John W. Frew, Mark Davidson, Dedee F. Murrell

Abstract

Health Related Quality of Life (HR-QoL) Patient reported outcome measures (PROMs) have high utility in evaluation of new interventions in genodermatoses, however inconsistent standards of development and validation have hampered widespread acceptance and adoption. To identify all published HR-QoL PROMs in genodermatoses and critically evaluate their development and measurement properties. This systematic review was registered with PROSPERO (CRD42016053301). Ovid Medline, Embase and PsycINFO databases were utilised for literature review using predefined inclusion and exclusion criteria. PROM development was assessed using the COSMIN Checklist and measurement properties were assessed against quality criteria for measurement properties of health standard questionnaires. 15 HRQoL PROMs in genodermatoses were identified. Major areas of deficiency in development were internal consistency, reliability and structural validity. No PROM satisfied measurement property standards for agreement, responsiveness or floor and ceiling effects.

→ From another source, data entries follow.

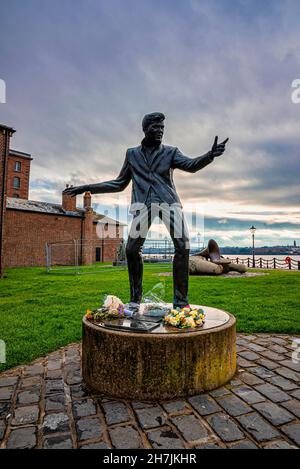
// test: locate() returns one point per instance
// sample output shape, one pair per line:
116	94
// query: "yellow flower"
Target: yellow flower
190	322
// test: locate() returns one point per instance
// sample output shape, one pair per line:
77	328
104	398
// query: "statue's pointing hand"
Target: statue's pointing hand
218	148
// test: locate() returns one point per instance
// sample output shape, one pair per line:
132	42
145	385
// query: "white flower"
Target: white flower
112	302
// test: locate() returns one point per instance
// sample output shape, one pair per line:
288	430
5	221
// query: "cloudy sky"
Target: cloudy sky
80	75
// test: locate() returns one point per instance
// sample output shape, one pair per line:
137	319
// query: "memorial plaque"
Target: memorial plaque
131	325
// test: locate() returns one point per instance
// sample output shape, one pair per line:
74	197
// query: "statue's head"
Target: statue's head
153	126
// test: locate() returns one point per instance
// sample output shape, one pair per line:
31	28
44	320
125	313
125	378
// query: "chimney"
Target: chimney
68	202
87	200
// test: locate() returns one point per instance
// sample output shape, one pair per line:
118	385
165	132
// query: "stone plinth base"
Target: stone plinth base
163	364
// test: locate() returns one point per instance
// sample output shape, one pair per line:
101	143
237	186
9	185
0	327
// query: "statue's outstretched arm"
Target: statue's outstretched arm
192	165
115	185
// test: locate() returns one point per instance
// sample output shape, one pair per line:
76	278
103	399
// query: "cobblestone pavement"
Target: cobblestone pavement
45	405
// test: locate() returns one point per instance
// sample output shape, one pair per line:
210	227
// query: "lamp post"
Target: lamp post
199	239
252	230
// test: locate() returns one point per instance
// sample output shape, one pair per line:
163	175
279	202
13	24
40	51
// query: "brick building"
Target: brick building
75	235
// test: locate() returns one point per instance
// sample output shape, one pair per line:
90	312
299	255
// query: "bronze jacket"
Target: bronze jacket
156	173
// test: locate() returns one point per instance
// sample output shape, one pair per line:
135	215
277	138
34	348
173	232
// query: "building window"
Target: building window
18	166
17	182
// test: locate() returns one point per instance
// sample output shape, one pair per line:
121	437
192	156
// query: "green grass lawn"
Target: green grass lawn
41	312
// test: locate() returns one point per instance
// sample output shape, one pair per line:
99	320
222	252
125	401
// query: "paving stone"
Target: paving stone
151	417
289	374
234	382
267	363
56	422
54	386
26	415
22	438
125	438
233	405
293	406
208	446
225	427
79	390
58	442
249	355
278	340
219	392
34	381
250	379
89	428
54	374
244	444
249	337
278	349
244	363
258	427
283	383
73	375
141	405
54	365
249	395
2	428
293	432
30	396
261	372
4	409
279	444
165	438
7	381
275	414
256	347
204	404
190	427
296	394
174	406
273	356
6	393
272	393
291	365
55	402
115	412
33	370
84	408
101	445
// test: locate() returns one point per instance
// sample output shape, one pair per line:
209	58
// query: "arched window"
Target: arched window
17	182
18	166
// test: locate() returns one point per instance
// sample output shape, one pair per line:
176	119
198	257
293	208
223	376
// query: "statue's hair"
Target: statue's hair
153	117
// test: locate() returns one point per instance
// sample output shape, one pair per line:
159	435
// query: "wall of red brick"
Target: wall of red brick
24	175
26	234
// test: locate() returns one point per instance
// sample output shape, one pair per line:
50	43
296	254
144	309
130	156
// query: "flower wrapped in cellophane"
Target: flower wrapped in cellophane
188	317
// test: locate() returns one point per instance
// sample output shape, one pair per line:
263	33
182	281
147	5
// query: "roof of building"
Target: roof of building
36	206
53	209
20	154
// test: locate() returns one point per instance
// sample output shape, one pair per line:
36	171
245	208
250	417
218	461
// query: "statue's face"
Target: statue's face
155	131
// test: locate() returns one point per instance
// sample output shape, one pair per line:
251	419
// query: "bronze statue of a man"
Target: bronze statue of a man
150	168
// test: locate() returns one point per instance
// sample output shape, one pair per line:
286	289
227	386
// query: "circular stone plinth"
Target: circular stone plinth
162	364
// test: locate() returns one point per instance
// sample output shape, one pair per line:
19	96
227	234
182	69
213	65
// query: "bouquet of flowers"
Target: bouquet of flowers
185	317
112	308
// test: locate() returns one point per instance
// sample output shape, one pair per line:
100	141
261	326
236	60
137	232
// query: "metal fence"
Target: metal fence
274	263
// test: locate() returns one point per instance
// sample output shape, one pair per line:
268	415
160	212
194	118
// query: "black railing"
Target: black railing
274	263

Four PROMs included Minimal Important Change scores for interpretability. Issues regarding the generalisability of the evaluated PROMs in culturally diverse and paediatric populations remain unresolved. The overall standards of development and measurement properties in PROMs in genodermatoses is fair, despite no single instrument meeting all requirements. None are perfectly validated according to COSMIN criteria but seven of the fifteen PROMs may be appropriate pending further validation. The development of culturally appropriate and child-specific variants of PROMs should be a priority in order to increase the utility of patient based outcome measures in genodermatoses in various patient populations.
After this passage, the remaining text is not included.